Friday, December 10, 2010

Financially, home care must be priority


Nearly 15,000 Ohioans turn 60 each month, and as the population ages, the cost of caring for the elderly and disabled is gobbling up more and more tax dollars.

To slow state spending on long-term care and ensure that services are available to those in need, Ohio must shift its focus from high-priced nursing-home care to more affordable home- and community-based services.

A new report from a state-appointed advisory council that comes a month before Gov.-elect John Kasich takes office cautions that "projected growth in our senior population will create unsustainable expenditure increases in Medicaid long-term care. To be prepared as a state, we must take action today."

The Unified Long-term Care Systems Workgroup recommends in the 15-page report released today that the state provide an array of services, particularly those that allow residents to live at home as long as possible.

"We need to make sure the folks who need nursing-home care get it while diverting as many as we possibly can to home- and community-based care," said Barbara E. Riley, director of the Ohio Department of Aging.
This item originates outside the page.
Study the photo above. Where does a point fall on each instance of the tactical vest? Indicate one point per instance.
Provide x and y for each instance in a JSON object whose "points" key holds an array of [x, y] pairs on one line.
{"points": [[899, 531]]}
The savings can be significant.

The state spends about $1,400 a month per person to provide home-care services through the PASSPORT program, while nursing-home care for an individual costs taxpayers three times that, or $4,321 a month.

The report includes an assessment by Miami University's Scripps Gerontology Center of a state initiative that moved 2,327 Ohioans home from nursing homes between March and November. Researchers calculated an annual savings to the state of $79 million and found that if all the individuals remained in the PASSPORT program for an average of 39 months, taxpayers would save $260 million.